A father, thought Melkior with emotion. Perhaps he has a son, a gangling galoot like me … He didn’t realize he was now smiling as he thought back to the officer father. …
“Having a quiet chuckle, eh?” spoke Numbskull at his side. “Think I don’t know what I’m talking about, is that it? All right, just mark my words when you get yours, that’s all.”
“Not at all, sorry, it’s something I remembered …” He’s taken me under his wing! thought Melkior, but stifled the smile. “But what if you got yours? You keep fussing over me … Nettle could ‘read’ you ‘like a book,’ too.”
“Me? … unh-unh,” he shook his head with conviction. “I’m in his ledger as Numbskull, he doesn’t even waste his time reading me. Not interesting, tabula rasa. But you, now you’re a book, attractive reading, a chance for self-assertion: ‘watch me whup the bejesus out of the teacher.’”
“Well, you’re an intellectual, too — you attended the university …”
“Three semesters of chemistry, and even that wasn’t … I don’t even know all of the stuff with H-2 … But the University of Life, hah, now that’s something else again! … I had this pal, he was a real character! Lady walking a dog in the park, lets it off the leash, a bit of exercise, so good for iddy bitty’s digestion. So the doggie romps about, enjoying itself, and my pal gets to barking, lures it into a bush, tosses it into a sack … and sells it in another part of town. It became quite a case in the end, got into the papers, you might’ve read about it. Well, he taught me to bark. He was an expert at doing impressions, he could do anything: idiots, animals, a squeaking wheel, bedsprings, an oil lamp fizzing out, you name it. We spent a winter in an abandoned barge on the Danube. Ice all around, we’re sitting there frozen to the bone, and he starts doing mosquitoes and summer bugs, conjuring up summer, God strike him (and He did) — and sure enough, it got warmer and somehow brighter, cheerier, as if it was a scorcher of a day outside. He could even do impressions of moths eating his ‘cold weather apparel.’ Will you listen to me: ‘cold weather apparel!’ Matter of fact, we had only a smelly sheepskin shepherd’s coat, Gosh how the fleece stunk, it had people running away from us, we wore it on an alternating basis, you put it on only when it was your turn to go out and scare up some grub. Grub meaning vittles — well, food.”
“So what happened to your pal? He’s no longer with us?”
“Probably not. He went over to this towboat — a boatman was giving a party for his saint’s day — and I never saw him again. Fell into the Danube drunk, maybe dragged off by the current?” Numbskull was speaking with indifference, as if about a lost bauble.
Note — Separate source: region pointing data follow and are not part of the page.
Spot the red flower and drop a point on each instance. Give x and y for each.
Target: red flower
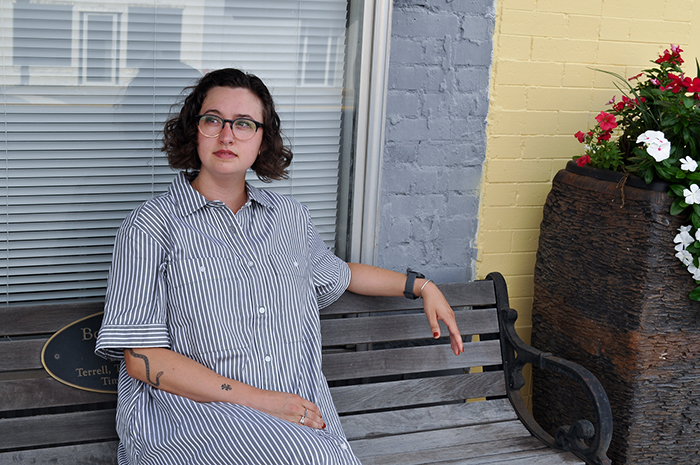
(606, 121)
(674, 56)
(584, 160)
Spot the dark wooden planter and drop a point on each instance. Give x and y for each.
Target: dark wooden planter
(610, 295)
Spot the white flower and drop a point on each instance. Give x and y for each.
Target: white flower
(695, 271)
(688, 164)
(649, 136)
(683, 239)
(685, 257)
(693, 195)
(659, 149)
(656, 143)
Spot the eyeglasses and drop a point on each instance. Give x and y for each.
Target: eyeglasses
(212, 126)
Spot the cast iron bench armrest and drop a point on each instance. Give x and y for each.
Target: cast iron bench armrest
(516, 354)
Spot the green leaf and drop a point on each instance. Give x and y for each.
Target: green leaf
(695, 219)
(695, 294)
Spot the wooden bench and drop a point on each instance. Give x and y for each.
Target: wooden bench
(403, 397)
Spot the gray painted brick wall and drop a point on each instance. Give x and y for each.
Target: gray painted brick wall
(437, 103)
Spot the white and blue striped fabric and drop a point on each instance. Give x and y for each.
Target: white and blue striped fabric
(238, 293)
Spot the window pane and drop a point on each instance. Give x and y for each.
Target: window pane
(86, 89)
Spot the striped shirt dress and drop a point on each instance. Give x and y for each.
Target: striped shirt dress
(239, 293)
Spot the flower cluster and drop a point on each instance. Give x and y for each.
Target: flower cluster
(653, 132)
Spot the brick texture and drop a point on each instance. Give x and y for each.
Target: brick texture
(437, 104)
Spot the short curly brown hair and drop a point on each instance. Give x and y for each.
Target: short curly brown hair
(180, 132)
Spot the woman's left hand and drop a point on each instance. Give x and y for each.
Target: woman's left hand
(436, 308)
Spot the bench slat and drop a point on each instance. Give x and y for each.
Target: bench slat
(402, 327)
(427, 440)
(393, 394)
(101, 453)
(64, 428)
(371, 363)
(43, 319)
(513, 451)
(372, 425)
(476, 293)
(45, 392)
(21, 355)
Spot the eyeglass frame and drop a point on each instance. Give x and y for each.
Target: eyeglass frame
(258, 124)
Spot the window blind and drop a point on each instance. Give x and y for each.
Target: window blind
(86, 88)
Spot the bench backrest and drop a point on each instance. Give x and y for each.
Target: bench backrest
(35, 409)
(378, 355)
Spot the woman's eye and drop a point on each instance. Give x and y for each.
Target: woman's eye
(245, 124)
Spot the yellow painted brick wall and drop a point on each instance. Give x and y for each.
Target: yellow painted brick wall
(543, 90)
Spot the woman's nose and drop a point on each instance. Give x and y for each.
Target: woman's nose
(226, 135)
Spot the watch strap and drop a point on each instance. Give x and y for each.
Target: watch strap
(410, 281)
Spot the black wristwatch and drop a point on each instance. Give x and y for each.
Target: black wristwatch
(410, 280)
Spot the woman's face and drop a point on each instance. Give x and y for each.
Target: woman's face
(224, 157)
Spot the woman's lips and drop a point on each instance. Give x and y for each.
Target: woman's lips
(225, 154)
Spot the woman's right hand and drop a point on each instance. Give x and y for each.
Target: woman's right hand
(290, 407)
(177, 374)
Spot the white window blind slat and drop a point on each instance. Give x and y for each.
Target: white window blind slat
(86, 89)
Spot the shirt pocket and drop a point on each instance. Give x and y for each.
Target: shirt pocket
(290, 269)
(294, 294)
(201, 270)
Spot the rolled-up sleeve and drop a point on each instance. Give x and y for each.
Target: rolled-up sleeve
(135, 303)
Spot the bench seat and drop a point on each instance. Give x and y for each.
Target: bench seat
(403, 397)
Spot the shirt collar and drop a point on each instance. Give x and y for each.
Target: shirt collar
(189, 200)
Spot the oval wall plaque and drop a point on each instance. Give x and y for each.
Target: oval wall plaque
(69, 357)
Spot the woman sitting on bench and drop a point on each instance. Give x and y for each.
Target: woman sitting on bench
(213, 299)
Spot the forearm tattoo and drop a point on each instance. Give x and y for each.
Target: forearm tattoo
(148, 368)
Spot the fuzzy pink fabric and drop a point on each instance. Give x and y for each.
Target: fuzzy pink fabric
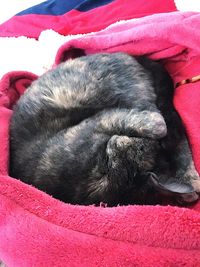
(37, 230)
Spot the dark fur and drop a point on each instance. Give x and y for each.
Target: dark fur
(102, 128)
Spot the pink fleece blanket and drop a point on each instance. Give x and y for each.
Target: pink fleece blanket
(37, 230)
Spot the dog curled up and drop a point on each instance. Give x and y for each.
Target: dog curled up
(102, 128)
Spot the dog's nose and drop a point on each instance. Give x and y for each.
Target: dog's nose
(187, 198)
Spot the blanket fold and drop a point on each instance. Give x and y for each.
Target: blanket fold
(37, 230)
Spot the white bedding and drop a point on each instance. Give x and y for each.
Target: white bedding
(34, 56)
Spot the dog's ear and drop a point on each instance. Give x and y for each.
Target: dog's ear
(182, 192)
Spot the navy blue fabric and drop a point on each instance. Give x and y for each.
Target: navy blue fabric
(90, 4)
(60, 7)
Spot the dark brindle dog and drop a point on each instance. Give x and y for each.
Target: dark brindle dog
(102, 128)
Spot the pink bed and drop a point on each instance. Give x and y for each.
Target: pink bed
(37, 230)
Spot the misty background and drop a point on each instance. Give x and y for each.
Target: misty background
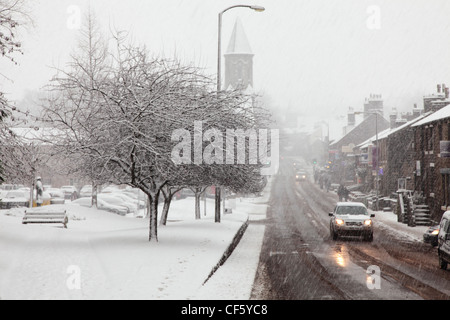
(316, 58)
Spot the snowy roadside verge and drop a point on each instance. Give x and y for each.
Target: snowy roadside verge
(388, 221)
(113, 259)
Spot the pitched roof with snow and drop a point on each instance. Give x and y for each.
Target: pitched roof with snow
(438, 115)
(388, 132)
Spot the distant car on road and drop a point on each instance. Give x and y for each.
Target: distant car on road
(15, 199)
(102, 205)
(70, 192)
(113, 199)
(86, 191)
(351, 219)
(57, 196)
(431, 235)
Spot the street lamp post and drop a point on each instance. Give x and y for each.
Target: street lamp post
(378, 153)
(219, 84)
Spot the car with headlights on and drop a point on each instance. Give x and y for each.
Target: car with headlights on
(351, 219)
(431, 235)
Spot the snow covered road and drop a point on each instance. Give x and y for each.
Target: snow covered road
(105, 256)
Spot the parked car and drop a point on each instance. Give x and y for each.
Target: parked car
(86, 191)
(56, 195)
(101, 205)
(126, 198)
(444, 241)
(300, 176)
(70, 192)
(116, 201)
(350, 219)
(21, 198)
(431, 235)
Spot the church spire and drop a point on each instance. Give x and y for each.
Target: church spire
(238, 60)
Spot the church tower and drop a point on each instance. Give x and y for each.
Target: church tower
(238, 60)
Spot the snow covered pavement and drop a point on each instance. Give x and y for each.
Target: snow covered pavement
(105, 256)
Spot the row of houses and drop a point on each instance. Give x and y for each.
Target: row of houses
(410, 151)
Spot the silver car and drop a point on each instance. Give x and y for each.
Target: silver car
(351, 219)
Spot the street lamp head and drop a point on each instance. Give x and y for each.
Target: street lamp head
(258, 8)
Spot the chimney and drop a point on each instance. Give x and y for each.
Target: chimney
(393, 118)
(416, 111)
(350, 117)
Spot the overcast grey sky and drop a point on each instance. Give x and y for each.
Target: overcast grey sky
(317, 56)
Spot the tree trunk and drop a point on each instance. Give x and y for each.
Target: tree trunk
(165, 212)
(217, 207)
(198, 192)
(153, 217)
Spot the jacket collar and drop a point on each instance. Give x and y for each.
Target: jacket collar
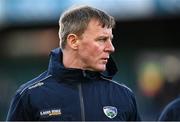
(57, 68)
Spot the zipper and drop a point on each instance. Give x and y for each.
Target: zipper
(81, 102)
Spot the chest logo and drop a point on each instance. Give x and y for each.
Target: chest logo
(110, 111)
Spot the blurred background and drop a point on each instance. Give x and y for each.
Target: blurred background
(146, 39)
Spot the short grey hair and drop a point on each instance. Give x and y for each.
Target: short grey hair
(76, 19)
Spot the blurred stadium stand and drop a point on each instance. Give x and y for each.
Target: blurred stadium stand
(146, 39)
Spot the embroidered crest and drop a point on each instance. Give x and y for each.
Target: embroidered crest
(110, 111)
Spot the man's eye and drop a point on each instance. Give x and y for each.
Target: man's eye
(102, 40)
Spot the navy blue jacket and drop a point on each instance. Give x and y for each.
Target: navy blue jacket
(171, 112)
(73, 94)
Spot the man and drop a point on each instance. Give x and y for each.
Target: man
(171, 111)
(77, 85)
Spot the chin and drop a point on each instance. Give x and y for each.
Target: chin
(101, 69)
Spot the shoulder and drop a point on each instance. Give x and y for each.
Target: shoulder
(173, 105)
(36, 82)
(171, 111)
(120, 86)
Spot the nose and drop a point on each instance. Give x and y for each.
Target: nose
(109, 47)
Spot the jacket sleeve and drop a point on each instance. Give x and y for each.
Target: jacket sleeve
(19, 108)
(136, 112)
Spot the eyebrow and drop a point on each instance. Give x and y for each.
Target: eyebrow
(105, 37)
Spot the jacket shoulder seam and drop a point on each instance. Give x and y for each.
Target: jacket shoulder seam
(122, 85)
(34, 83)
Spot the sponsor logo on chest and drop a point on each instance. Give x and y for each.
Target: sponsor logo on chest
(53, 112)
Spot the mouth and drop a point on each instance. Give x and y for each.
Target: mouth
(104, 60)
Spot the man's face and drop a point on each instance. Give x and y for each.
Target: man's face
(95, 46)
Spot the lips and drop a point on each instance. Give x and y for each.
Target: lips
(105, 60)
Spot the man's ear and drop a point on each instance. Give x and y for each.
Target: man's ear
(72, 41)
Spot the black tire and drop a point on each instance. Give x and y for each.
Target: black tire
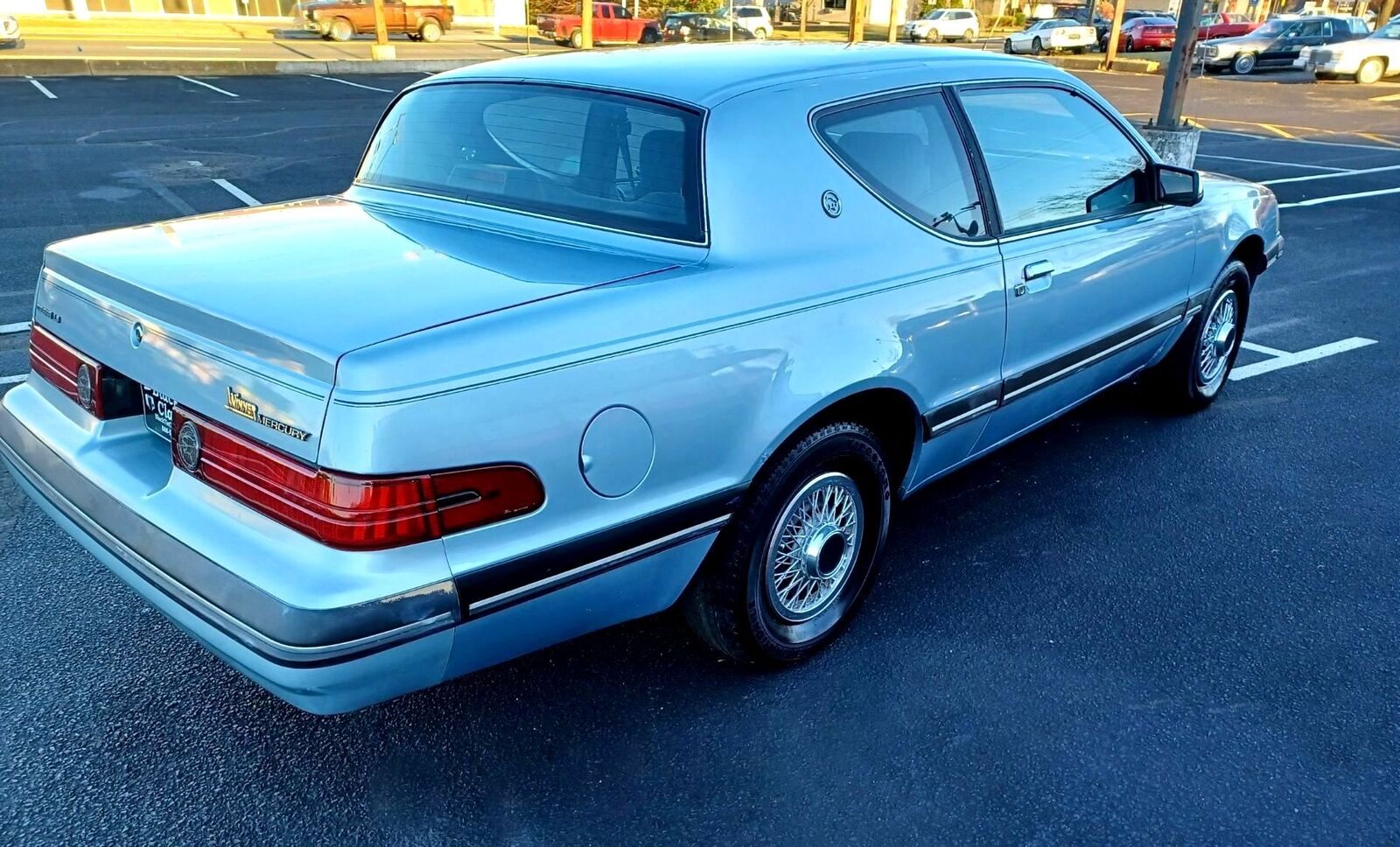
(342, 30)
(1180, 380)
(732, 604)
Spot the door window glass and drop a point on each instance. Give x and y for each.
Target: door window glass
(1054, 156)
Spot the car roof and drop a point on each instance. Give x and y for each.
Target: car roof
(707, 74)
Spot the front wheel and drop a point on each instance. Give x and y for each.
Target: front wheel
(1371, 72)
(788, 571)
(1194, 371)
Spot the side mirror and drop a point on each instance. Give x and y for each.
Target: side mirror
(1178, 186)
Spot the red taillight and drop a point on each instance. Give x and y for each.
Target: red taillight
(340, 510)
(102, 391)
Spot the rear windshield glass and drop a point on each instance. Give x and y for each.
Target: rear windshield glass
(597, 158)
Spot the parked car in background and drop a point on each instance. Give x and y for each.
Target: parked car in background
(1365, 60)
(546, 374)
(1225, 25)
(10, 32)
(612, 23)
(704, 27)
(1145, 34)
(1278, 42)
(342, 20)
(1050, 37)
(755, 18)
(944, 24)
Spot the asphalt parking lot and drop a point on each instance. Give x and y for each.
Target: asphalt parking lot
(1124, 627)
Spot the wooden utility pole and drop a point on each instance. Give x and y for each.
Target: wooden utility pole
(1180, 69)
(1113, 34)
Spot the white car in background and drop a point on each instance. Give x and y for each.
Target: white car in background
(1364, 60)
(1056, 34)
(944, 24)
(753, 18)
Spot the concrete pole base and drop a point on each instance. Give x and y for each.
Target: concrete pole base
(1173, 146)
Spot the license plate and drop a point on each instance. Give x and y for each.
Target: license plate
(158, 412)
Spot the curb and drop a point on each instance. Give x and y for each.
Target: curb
(220, 67)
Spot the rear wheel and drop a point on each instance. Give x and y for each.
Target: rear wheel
(342, 30)
(788, 571)
(1371, 70)
(1194, 371)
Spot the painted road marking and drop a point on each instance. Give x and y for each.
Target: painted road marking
(1266, 161)
(207, 86)
(228, 186)
(1288, 360)
(39, 86)
(349, 83)
(1339, 198)
(1330, 175)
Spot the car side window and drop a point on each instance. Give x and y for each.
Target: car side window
(909, 153)
(1054, 156)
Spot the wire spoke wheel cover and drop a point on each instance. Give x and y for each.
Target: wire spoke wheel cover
(1217, 340)
(814, 546)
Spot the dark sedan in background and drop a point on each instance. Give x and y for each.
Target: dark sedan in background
(1278, 42)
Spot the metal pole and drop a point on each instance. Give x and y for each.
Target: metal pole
(382, 32)
(1180, 70)
(1113, 34)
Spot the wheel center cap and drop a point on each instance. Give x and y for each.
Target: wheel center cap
(822, 553)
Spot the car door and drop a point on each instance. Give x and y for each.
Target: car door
(1096, 270)
(949, 312)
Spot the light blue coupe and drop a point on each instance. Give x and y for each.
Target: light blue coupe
(560, 357)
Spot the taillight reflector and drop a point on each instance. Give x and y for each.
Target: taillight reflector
(100, 389)
(340, 510)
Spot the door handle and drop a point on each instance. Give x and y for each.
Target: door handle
(1035, 277)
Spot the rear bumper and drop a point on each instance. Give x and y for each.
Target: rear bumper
(322, 660)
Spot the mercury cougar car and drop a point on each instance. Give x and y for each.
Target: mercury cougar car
(562, 361)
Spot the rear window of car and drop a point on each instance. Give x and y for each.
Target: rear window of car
(588, 158)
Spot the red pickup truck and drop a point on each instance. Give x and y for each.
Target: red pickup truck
(340, 20)
(612, 21)
(1225, 25)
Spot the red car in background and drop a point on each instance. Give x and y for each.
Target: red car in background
(1225, 25)
(1145, 34)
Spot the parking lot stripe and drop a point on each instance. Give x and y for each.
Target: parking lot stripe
(1330, 175)
(1339, 198)
(228, 186)
(1288, 360)
(39, 86)
(1266, 161)
(207, 86)
(349, 83)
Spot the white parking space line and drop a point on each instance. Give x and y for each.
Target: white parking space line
(354, 84)
(39, 86)
(1339, 198)
(244, 196)
(1266, 161)
(207, 86)
(1288, 360)
(1330, 175)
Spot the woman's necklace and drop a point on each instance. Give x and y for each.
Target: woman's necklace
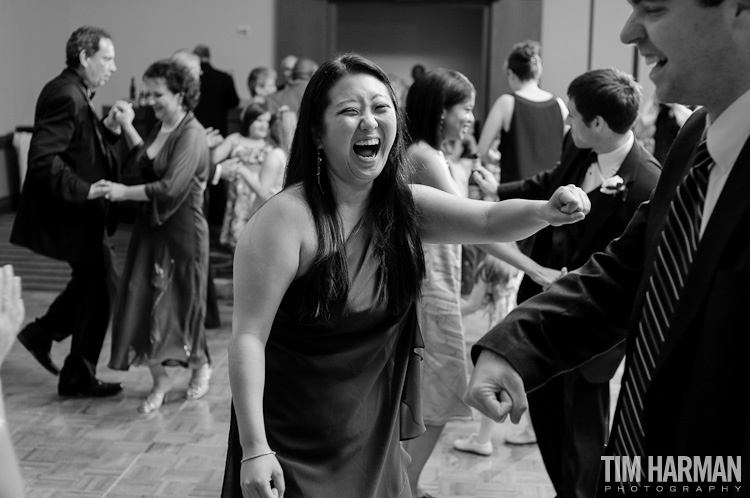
(168, 129)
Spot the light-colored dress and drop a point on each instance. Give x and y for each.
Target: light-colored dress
(444, 372)
(242, 201)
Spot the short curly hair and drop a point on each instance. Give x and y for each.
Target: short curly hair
(178, 78)
(85, 38)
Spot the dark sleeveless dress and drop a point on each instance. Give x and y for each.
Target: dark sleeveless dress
(533, 142)
(339, 397)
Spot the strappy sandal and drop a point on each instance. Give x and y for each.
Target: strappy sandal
(153, 402)
(198, 386)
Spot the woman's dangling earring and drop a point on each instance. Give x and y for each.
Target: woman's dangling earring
(319, 162)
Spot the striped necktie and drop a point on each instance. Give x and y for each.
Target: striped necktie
(675, 253)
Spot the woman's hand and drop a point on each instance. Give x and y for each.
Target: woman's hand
(116, 192)
(257, 474)
(99, 189)
(568, 204)
(229, 168)
(11, 309)
(543, 276)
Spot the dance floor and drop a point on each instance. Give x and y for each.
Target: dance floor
(96, 448)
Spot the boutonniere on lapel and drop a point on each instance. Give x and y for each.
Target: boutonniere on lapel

“But I still think he got out of the country — stowed away in the towboat. He had a fine singing voice — baritone — it was a treat to listen to him sing this Czech song ‘Water Flowing, Flowing’ … I’m thinking he cleared off for Czecholand up the Danube, got rid of me, well, I’d only have been a hindrance to him …”
“And you were left alone in the barge?”
“I went respectable. Got a job. Had a paper route, a milk route. Worked in a nightclub later, dress suit and all that, assistant to their magician, learned the tricks, coaxed watches off people’s wrists … set up in the watch-coaxing business on my lonesome, got locked up. ‘Water Flowing, Flowing’ … I was a circus ticket vendor, spare clown, too, the full understudy bit; I knew the program inside out but generally I was the one who got the pie in the face and the box in the ear — for real, I mean; no tricks. But that doesn’t matter. Love, love was my undoing. The prima donna Marie, star acrobat, missing her little finger — hang it all, which hand was it? Funny, I can’t remember anymore, a polar bear did it. She thought, What a lovely fur coat! And stroked him, and the fur coat went zap! and bit her pinkie off. But she was so clever at hiding it I can’t remember which hand it was. Well, left or right, it doesn’t matter, neither ever reached for me, for all that I would’ve loved to kiss all ten of her fingers. Well, nine.”
“The magician in the night club … by any chance would his name have been Adam?” asked Melkior, just to ask.
“Where did you pull Adam from? Hang on! Yes, it was Adam! How did you know? That’s right, his name was Adam, and he had some kind of artiste-style tag to it. Brahmaputra or something, I forget which. Adam, of course, that’s why they called his wife Eve.”